Wem es nicht gelingt, eine Wohnung zu finden, muss zahlen

13. August 2018

Hohe Gebühren für anerkannte Flüchtlinge in den Gemeinschaftsunterkünften

Mit der steigenden Zahl an anerkannten Flüchtlingen wächst auch die Zahl der Menschen, die eigentlich aus den Gemeinschaftsunterkünften ausziehen müssten, die aber bleiben, weil sie auf dem freien Wohnungsmarkt keine erschwingliche Bleibe finden. Für sogenannte „Fehlbeleger“ werden jedoch hohe Gebühren fällig. „Es trifft ausgerechnet die, die schon frühzeitig danach geschaut haben, dass sie auf eigenen Füßen stehen und Arbeit gefunden haben“, kritisiert der SPD-Abgeordnete Georg Rosenthal diese Regelung. In den anderen Fällen springe das Jobcenter ein. Die Motivation, eine Arbeit aufzunehmen und sich um eine Integration in die Gesellschaft zu bemühen, sei darum denkbar gering. „Das ist widersinnig und ungerecht“, findet der Abgeordnete.

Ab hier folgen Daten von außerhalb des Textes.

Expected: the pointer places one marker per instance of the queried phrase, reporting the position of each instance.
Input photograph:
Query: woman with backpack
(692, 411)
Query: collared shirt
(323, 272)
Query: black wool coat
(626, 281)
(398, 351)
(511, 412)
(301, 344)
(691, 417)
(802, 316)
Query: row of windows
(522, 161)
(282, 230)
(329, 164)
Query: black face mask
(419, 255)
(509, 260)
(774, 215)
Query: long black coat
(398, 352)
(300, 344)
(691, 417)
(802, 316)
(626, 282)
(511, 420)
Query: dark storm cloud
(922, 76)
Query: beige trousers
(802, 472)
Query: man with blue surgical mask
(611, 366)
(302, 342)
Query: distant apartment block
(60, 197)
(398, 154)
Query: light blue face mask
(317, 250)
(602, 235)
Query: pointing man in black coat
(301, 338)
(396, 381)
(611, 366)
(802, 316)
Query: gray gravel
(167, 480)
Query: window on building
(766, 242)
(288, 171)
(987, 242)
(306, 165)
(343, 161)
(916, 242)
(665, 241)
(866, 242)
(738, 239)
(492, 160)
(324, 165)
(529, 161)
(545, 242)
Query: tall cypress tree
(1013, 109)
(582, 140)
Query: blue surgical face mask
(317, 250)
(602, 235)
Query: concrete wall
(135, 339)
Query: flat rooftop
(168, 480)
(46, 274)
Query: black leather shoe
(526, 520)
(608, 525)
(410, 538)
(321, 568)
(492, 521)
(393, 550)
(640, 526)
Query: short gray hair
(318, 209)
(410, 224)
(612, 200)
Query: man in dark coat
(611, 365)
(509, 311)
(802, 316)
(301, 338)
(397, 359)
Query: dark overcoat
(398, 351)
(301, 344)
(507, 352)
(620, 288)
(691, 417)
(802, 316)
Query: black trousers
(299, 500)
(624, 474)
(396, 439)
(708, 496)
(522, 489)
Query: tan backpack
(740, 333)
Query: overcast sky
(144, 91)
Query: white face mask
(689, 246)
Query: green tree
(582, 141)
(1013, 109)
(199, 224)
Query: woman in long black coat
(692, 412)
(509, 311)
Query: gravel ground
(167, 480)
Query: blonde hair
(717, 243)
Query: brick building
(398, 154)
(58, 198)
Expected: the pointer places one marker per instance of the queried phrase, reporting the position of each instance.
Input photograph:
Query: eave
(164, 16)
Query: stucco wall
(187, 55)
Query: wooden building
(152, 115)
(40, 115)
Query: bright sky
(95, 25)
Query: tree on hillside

Viele Fehlbeleger in den regionalen Gemeinschaftsunterkünften

Aus einer Anfrage Rosenthals an den Landtag geht hervor, dass dies einen erheblichen Anteil der derzeit in der Region untergebrachten, anerkannten Flüchtlinge betrifft. In der Stadt Würzburg werden 214 (31 Prozent), im Landkreis Würzburg 313 (44 Prozent) und im Landkreis Main-Spessart 247 (42 Prozent) Menschen als Fehlbeleger geführt. Für die Einzelnen bedeutet dies erhebliche Kosten für ihre Unterbringung: Gemäß der aktuellen Fassung der bayerischen „Asyldurchführungsverordnung“ kommen so auf eine Person monatlich 278 Euro sowie weitere 97 Euro für jedes Familienmitglied zu. So kommt leicht eine Monatsmiete von 25 Euro pro Quadratmeter zustande. „Das ist kaum anders zu beschreiben als eine besonders freche Form staatlichen Mietwuchers“, findet Rosenthal.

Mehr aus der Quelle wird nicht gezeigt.